Kim (DH) always fixes brunch on Sundays, and today, for a change, he made ham and cheese omelets. They ended up being the best he's ever made! 

His omelets have never been bad, but they've been a little over-done for my taste. They were cooked firmly all the way through, while I like mine still a little creamy inside. 

But today, he agreed to try cooking them my way, and he was very pleased.

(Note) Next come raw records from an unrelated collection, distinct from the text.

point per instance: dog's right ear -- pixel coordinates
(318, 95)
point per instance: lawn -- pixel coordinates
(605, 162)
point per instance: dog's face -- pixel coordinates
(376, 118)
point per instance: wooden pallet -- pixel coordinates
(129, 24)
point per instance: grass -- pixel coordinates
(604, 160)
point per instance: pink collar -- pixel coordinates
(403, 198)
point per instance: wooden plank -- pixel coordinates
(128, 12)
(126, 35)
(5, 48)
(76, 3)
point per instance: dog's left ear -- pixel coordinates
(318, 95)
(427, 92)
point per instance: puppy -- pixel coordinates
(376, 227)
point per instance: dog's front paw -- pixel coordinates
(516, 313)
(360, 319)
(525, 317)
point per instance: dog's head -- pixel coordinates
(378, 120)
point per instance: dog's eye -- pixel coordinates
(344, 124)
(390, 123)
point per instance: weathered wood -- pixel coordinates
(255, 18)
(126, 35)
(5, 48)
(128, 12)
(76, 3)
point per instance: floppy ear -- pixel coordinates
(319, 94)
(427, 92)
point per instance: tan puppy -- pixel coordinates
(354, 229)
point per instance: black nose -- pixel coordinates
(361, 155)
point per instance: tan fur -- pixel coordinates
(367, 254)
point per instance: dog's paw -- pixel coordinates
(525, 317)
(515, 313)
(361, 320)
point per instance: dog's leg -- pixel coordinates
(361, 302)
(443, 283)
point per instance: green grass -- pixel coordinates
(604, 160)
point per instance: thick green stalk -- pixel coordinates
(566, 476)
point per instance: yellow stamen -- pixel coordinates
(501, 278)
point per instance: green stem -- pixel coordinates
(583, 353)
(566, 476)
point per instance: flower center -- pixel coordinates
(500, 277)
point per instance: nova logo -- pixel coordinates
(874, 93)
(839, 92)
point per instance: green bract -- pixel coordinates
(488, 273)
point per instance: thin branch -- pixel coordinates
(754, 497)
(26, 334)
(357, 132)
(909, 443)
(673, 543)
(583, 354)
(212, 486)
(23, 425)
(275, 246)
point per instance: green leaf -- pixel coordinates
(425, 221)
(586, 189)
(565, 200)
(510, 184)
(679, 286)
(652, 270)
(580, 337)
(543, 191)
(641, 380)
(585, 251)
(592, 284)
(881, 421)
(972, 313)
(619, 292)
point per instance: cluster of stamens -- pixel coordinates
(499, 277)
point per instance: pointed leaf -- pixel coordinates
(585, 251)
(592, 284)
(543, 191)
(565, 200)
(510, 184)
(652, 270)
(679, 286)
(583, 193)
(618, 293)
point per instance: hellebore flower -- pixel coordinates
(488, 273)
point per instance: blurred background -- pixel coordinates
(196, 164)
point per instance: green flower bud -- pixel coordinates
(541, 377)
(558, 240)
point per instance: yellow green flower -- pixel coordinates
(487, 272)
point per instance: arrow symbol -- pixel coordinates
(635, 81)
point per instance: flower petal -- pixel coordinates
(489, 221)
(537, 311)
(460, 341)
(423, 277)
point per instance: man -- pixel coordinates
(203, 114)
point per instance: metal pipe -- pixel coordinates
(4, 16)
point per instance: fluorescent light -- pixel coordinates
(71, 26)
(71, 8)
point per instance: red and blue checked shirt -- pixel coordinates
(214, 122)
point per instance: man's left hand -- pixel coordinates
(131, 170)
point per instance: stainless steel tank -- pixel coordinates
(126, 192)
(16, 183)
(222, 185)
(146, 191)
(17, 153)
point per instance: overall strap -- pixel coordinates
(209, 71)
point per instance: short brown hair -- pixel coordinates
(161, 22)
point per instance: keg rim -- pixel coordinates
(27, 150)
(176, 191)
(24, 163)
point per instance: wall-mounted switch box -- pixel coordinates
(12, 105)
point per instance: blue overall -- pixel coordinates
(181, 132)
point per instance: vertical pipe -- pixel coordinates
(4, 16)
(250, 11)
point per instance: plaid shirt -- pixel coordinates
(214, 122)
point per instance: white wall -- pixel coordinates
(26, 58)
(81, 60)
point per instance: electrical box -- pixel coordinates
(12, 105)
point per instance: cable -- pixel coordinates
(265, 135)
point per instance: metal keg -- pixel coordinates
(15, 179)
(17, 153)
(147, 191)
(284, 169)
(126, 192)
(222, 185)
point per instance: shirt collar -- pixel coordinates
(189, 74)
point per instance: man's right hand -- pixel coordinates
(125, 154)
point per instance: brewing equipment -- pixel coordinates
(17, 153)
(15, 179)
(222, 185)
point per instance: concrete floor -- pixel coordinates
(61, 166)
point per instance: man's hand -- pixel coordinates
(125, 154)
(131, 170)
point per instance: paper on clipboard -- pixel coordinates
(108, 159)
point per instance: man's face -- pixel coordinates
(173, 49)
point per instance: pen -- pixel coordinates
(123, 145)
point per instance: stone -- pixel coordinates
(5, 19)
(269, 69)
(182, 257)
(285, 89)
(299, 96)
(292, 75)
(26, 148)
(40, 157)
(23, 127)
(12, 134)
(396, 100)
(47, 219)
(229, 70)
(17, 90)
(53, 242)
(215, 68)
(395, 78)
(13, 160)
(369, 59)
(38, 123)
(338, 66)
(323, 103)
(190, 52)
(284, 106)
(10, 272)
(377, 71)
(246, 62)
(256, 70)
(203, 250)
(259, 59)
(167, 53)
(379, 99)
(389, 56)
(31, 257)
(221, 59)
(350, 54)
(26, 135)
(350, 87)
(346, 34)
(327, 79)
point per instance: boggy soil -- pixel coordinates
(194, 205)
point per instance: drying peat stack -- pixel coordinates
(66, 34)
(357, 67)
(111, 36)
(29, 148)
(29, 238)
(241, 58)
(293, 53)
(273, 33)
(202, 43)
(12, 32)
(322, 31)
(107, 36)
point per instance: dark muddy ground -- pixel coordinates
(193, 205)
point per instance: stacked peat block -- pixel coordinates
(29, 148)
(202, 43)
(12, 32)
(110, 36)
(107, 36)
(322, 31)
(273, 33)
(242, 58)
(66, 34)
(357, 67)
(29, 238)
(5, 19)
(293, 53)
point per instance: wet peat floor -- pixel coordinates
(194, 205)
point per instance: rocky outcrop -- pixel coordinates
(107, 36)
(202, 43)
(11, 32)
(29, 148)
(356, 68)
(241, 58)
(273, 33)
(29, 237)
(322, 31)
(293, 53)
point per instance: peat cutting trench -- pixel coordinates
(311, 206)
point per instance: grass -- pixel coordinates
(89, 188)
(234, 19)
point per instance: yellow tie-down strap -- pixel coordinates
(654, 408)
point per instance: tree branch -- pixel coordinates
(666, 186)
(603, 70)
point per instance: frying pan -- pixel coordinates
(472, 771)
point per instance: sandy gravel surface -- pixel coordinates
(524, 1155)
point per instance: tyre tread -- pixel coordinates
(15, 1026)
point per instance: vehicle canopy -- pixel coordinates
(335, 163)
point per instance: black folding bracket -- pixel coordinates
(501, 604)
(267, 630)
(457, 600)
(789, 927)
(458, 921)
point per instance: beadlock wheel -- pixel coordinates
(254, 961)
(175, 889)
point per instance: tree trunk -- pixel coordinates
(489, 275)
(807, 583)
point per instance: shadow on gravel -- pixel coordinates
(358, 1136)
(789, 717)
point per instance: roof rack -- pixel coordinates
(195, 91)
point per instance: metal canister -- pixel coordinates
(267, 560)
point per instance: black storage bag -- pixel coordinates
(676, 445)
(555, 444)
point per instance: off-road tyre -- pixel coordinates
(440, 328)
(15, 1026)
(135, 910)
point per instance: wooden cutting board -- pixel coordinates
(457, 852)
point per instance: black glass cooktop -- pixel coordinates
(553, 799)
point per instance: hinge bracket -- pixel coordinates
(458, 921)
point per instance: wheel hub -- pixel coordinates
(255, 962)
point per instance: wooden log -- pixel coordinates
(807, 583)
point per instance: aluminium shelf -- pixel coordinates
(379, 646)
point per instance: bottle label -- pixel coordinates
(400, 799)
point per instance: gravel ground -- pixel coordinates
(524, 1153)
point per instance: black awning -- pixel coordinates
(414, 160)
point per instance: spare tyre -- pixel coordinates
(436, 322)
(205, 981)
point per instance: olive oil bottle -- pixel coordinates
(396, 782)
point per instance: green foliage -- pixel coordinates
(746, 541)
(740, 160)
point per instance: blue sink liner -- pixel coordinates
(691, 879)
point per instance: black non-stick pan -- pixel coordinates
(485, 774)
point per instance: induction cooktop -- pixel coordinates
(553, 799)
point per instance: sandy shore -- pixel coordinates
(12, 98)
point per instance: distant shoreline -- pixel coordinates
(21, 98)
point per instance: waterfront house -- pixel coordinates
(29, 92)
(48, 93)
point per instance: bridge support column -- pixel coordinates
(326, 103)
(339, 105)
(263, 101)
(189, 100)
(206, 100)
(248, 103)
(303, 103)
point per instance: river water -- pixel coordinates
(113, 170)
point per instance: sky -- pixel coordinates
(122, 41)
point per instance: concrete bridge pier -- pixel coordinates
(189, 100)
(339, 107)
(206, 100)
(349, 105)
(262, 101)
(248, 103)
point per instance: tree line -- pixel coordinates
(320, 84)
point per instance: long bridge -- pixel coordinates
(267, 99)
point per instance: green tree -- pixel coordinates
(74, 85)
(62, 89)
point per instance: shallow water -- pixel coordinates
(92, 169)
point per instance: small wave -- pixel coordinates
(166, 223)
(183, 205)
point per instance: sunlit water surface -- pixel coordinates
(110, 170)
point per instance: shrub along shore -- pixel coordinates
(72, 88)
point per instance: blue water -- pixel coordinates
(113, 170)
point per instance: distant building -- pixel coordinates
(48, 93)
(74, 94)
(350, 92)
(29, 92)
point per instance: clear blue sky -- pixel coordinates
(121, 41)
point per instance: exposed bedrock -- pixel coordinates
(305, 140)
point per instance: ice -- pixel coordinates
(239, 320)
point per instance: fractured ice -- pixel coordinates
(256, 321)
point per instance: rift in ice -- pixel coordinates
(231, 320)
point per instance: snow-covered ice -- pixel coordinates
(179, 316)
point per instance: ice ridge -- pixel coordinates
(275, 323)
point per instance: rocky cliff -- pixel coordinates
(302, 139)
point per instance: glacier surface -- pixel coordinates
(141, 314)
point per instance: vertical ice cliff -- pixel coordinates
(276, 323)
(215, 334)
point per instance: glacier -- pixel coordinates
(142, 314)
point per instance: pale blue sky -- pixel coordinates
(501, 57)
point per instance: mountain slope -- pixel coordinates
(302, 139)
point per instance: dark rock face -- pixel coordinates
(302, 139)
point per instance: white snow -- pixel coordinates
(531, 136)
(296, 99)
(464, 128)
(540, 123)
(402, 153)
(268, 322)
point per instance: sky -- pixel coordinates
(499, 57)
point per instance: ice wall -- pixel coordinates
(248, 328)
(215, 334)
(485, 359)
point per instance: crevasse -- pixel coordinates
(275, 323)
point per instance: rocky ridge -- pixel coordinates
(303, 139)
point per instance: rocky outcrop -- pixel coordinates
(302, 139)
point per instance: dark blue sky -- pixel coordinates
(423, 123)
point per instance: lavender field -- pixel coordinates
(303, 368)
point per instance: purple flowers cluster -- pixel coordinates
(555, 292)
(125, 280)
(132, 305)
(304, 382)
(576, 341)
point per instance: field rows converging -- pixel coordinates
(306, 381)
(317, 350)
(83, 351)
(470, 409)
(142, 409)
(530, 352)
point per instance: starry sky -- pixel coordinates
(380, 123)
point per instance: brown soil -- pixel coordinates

They were light, fluffy and still creamy inside.


----------



## Katie H (Jul 8, 2007)

Sounds yummy, Connie.  I like my scrambled eggs on the"wet" or creamy side, too.  Looks like Kim had a winner.


----------



## jpmcgrew (Jul 8, 2007)

That method is my favorite way to make omelets the French do it this way they dont flip omelet to dry it out they let them get almost firm on the bottom by kinda moving eggs around gently then add fillings fold in half and thats it.I also like my scrambled eggs very soft not over cooked and dry.


----------



## Constance (Jul 13, 2007)

That's exactly how he did it, Crew. I showed him how to lift the edge of the omelet and tilt the pan, letting the uncooked egg flow to the bottom.  

Like you and Katie, I also like my scrambled eggs soft. If you cook eggs too long, they get rubbery.


----------



## mitch_the_chef (Jul 14, 2007)

Haha, I remember seeing that method used on Glutton for Punishment. Whats it called again...?


----------



## Robo410 (Jul 14, 2007)

blond omelets are wondrous events, get them dry and brown and you can toss it as far as I'm concerned.  I like my fritatas slightly soft too.


----------



## Constance (Jul 14, 2007)

Funny you should mention that, Robo. I've been craving a frittata. I've only made a couple, and I did get them a little dry, I thought. Do have any hints on that?


----------



## Billdolfski (Aug 15, 2007)

I like my eggs over easy... so runny eggs don't bother me but there is just something unnerving about my scrambled eggs being on the "wet" side.  I actually like my scrambled eggs kinda dense.


----------



## Constance (Aug 15, 2007)

Dense is fine, but I don't like them cooked until they're hard and dry.


----------



## Uncle Bob (Aug 16, 2007)

Can I have a side of grits with that Miss Connie???


----------



## Constance (Aug 16, 2007)

You sure can, Uncle Bob! Do you want sausage or bacon to go with that?


----------



## Uncle Bob (Aug 16, 2007)

Well Miss Connie, as hungry as I am, if it's not to much trouble......can I have both????  Ha! HA!!!


----------